Erdem noted the Hamptons’ rapid turnover of businesses, with each year bringing new stores and restaurants replacing others that disappear. There’s two main reasons for that, he believes. “It’s always about the person in charge. You personally have to take care of customer.” Then it’s about the rents. “They are really high. That is a main concern.”
Larry Scott of Lawrence Scott Events is staging the Hamptons Magazine party this weekend in Sagaponack, celebrating the Drew Barrymore cover, as well as the Southampton Hospital benefit Aug. 6. “The Hamptons are getting bigger and much more in demand. The big philanthropists, the hedge fund guys are all going out there big time,” he said.
As far as the Hamptons business climate, “I find people around election time always pull back cause they don’t know what’s going to be, but wealthy people are always going to spend money. They just may not have that extra whatever added on,” to their parties. “They’re not going to be over the top until after the election.”

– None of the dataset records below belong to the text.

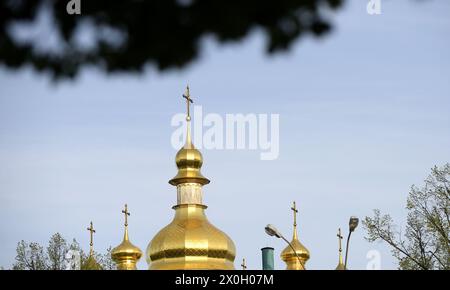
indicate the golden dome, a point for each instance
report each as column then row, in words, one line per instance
column 296, row 256
column 290, row 257
column 126, row 255
column 190, row 241
column 189, row 162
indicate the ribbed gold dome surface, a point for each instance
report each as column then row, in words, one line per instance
column 189, row 161
column 295, row 255
column 190, row 242
column 290, row 258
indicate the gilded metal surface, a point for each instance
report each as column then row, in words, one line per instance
column 289, row 256
column 126, row 255
column 91, row 263
column 190, row 241
column 340, row 265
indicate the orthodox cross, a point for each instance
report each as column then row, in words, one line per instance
column 92, row 231
column 340, row 240
column 127, row 214
column 189, row 101
column 244, row 267
column 295, row 210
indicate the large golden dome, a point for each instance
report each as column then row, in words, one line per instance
column 296, row 254
column 190, row 241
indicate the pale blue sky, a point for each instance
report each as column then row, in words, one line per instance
column 363, row 116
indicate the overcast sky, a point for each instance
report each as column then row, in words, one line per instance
column 363, row 116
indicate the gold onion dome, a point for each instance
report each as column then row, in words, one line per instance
column 91, row 263
column 190, row 241
column 126, row 255
column 296, row 256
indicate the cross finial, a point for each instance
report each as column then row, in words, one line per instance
column 91, row 244
column 340, row 240
column 126, row 213
column 244, row 267
column 295, row 210
column 189, row 101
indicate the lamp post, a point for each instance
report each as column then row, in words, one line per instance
column 352, row 224
column 271, row 230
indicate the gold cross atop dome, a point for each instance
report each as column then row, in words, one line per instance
column 340, row 265
column 91, row 244
column 189, row 101
column 127, row 214
column 244, row 267
column 340, row 237
column 295, row 210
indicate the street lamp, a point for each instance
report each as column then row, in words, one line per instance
column 272, row 231
column 352, row 224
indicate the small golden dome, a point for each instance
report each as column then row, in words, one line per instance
column 189, row 162
column 90, row 264
column 126, row 255
column 190, row 241
column 290, row 258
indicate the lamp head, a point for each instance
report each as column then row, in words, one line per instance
column 272, row 231
column 353, row 223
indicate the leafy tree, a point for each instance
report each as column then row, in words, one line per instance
column 56, row 251
column 30, row 257
column 128, row 35
column 425, row 243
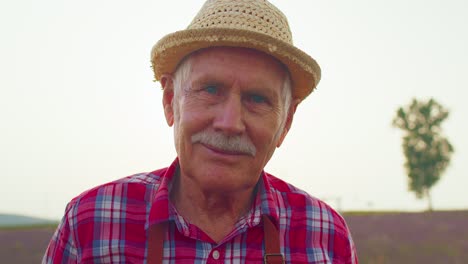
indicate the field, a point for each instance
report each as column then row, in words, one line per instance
column 381, row 238
column 404, row 238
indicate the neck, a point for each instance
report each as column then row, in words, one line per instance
column 213, row 211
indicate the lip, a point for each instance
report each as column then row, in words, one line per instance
column 223, row 152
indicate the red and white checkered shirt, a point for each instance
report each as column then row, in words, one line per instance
column 109, row 223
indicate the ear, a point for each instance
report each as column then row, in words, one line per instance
column 168, row 97
column 289, row 119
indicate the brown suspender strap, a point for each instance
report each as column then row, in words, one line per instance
column 271, row 237
column 272, row 244
column 156, row 243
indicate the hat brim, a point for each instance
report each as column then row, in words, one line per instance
column 171, row 49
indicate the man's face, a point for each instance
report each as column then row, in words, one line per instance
column 228, row 117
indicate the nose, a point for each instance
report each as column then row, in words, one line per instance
column 229, row 117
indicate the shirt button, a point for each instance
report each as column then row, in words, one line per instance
column 215, row 254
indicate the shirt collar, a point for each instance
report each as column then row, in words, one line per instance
column 264, row 203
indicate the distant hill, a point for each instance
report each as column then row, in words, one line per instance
column 7, row 220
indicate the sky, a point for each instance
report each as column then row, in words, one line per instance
column 79, row 108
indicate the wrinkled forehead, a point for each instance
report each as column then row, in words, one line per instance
column 237, row 58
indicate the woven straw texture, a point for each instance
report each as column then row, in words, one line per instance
column 255, row 24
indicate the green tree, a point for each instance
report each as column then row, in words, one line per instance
column 426, row 150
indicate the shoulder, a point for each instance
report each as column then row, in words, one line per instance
column 134, row 191
column 308, row 218
column 301, row 202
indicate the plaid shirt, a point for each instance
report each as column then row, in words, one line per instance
column 108, row 224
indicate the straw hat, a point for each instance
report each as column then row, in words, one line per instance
column 255, row 24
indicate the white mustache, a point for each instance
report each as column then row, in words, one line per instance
column 227, row 143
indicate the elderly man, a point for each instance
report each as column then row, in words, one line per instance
column 231, row 84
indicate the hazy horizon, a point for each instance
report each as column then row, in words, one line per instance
column 79, row 107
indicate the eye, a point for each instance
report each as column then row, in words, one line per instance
column 258, row 99
column 211, row 89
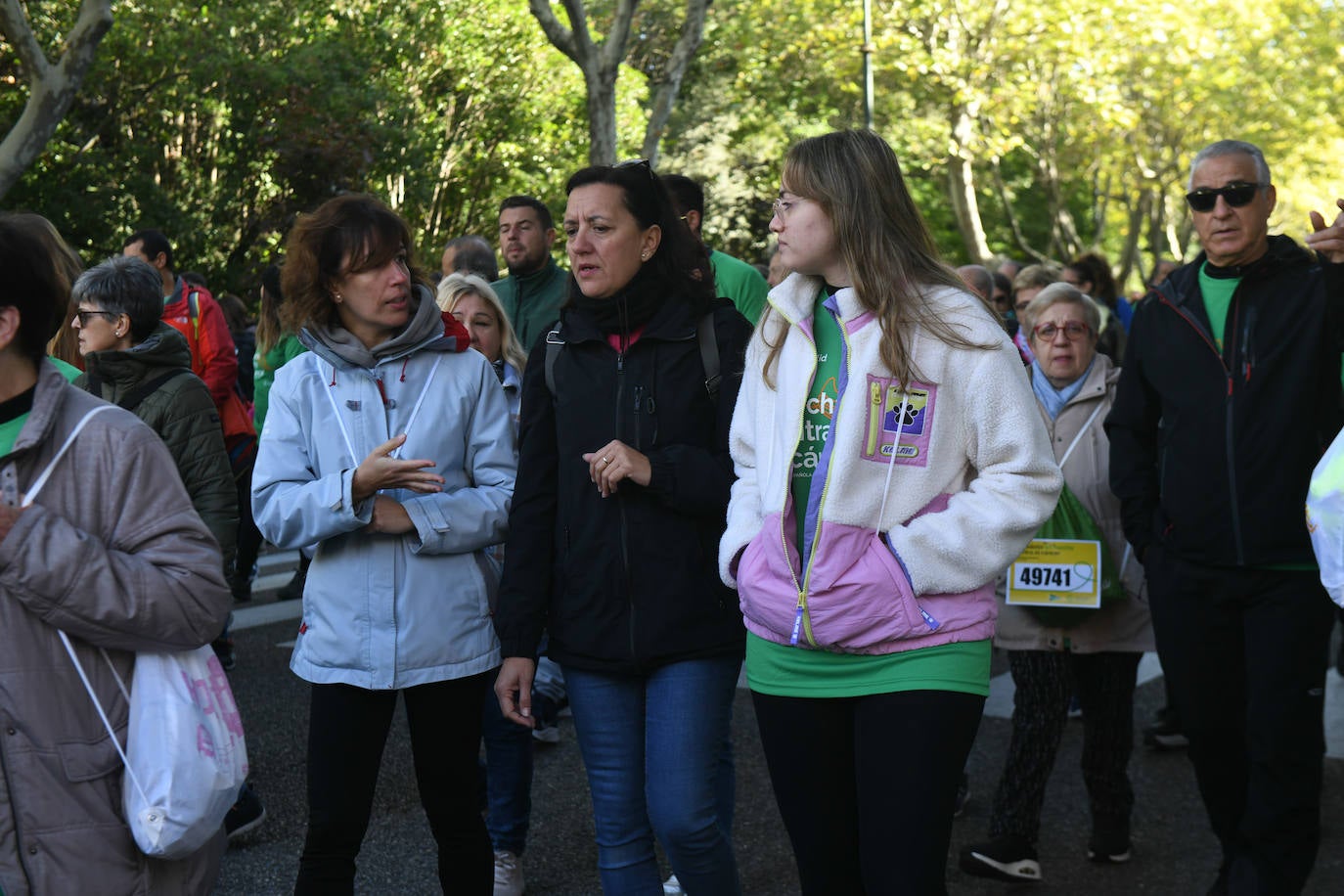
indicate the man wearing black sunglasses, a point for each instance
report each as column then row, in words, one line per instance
column 1230, row 392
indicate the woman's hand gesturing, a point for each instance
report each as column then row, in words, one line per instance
column 613, row 463
column 380, row 470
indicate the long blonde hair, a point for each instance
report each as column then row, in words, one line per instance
column 459, row 284
column 891, row 258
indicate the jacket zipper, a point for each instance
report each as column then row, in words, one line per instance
column 1228, row 413
column 620, row 500
column 801, row 621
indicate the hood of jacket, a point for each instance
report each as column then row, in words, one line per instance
column 162, row 349
column 428, row 330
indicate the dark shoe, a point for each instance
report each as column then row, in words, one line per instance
column 1008, row 857
column 963, row 795
column 246, row 814
column 223, row 647
column 1165, row 733
column 1109, row 841
column 545, row 720
column 241, row 587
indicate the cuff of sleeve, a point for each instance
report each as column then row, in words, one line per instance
column 430, row 524
column 362, row 511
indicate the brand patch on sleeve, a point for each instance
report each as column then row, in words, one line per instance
column 888, row 410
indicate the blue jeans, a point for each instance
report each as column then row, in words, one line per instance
column 653, row 747
column 509, row 777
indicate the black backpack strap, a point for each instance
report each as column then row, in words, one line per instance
column 554, row 342
column 708, row 353
column 704, row 335
column 132, row 399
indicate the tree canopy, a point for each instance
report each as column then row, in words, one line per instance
column 1034, row 130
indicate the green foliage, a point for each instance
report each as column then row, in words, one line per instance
column 221, row 122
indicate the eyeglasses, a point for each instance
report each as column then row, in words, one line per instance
column 85, row 316
column 1073, row 331
column 1235, row 195
column 783, row 205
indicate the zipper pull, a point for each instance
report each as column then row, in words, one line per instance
column 797, row 622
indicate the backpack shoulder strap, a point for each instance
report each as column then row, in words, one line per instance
column 194, row 313
column 132, row 399
column 704, row 335
column 708, row 353
column 554, row 342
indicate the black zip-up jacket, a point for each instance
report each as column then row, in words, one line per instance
column 1211, row 453
column 629, row 582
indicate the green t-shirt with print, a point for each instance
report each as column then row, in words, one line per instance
column 818, row 413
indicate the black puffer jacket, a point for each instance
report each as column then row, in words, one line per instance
column 624, row 583
column 1211, row 453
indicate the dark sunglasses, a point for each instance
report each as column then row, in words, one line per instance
column 1235, row 195
column 87, row 316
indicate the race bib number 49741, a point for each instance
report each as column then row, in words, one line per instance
column 1056, row 572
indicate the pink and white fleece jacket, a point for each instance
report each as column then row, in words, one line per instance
column 973, row 479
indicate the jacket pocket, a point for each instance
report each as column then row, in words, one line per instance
column 859, row 597
column 766, row 590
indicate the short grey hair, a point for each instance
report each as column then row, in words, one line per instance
column 1062, row 293
column 474, row 255
column 124, row 285
column 1232, row 148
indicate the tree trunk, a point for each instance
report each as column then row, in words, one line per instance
column 601, row 94
column 962, row 188
column 53, row 87
column 668, row 86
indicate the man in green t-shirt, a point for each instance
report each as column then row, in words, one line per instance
column 1229, row 394
column 535, row 287
column 733, row 277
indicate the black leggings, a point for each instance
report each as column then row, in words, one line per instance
column 867, row 784
column 345, row 734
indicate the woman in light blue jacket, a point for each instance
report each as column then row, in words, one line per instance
column 390, row 448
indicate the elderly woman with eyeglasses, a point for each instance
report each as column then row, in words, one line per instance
column 1091, row 653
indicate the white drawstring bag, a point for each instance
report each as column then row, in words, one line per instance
column 184, row 756
column 1325, row 517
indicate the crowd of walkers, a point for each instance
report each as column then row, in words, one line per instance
column 617, row 486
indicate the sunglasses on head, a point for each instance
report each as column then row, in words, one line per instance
column 1235, row 195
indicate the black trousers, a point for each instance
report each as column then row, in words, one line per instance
column 1045, row 681
column 345, row 735
column 1246, row 651
column 867, row 784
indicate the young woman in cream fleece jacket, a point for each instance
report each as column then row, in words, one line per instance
column 890, row 467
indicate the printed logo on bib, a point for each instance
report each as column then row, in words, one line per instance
column 888, row 410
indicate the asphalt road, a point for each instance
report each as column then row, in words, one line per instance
column 1174, row 850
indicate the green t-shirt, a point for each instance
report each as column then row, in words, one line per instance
column 818, row 413
column 14, row 414
column 1218, row 297
column 736, row 280
column 67, row 370
column 791, row 672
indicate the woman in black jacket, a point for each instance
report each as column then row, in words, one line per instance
column 624, row 478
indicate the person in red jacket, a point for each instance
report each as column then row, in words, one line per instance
column 195, row 313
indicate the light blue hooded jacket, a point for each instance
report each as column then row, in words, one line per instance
column 387, row 611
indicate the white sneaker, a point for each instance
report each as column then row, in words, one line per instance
column 509, row 874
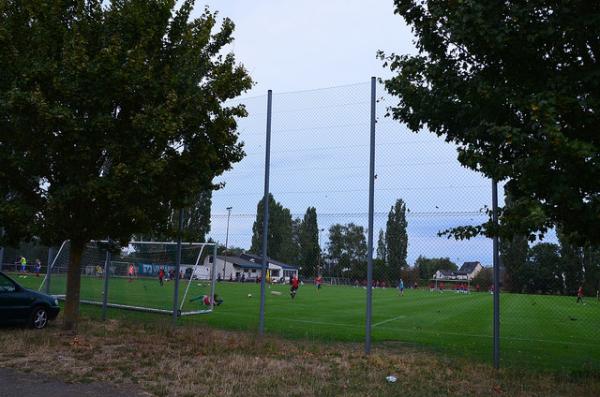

At the Southampton Inn, owner Dede Gotthelf said bookings are flat with last year’s but still robust. “We did not do very well during the first quarter. Many businesses in Southampton did feel it. The pulse was much quieter. The weather was bad. Now the pulse is on par with last year.”
She says her property represents an escape from Hamptons high jinx. “We don’t offer the rowdiness and the gazillion dollar parties. We try very hard to have a consistent message and brand image, which is to be charming and efficient, and our new restaurant, Café Klyde is affordable. We don’t serve caviar.” Instead, you can a hamburger for $12 and an $18 lobster roll.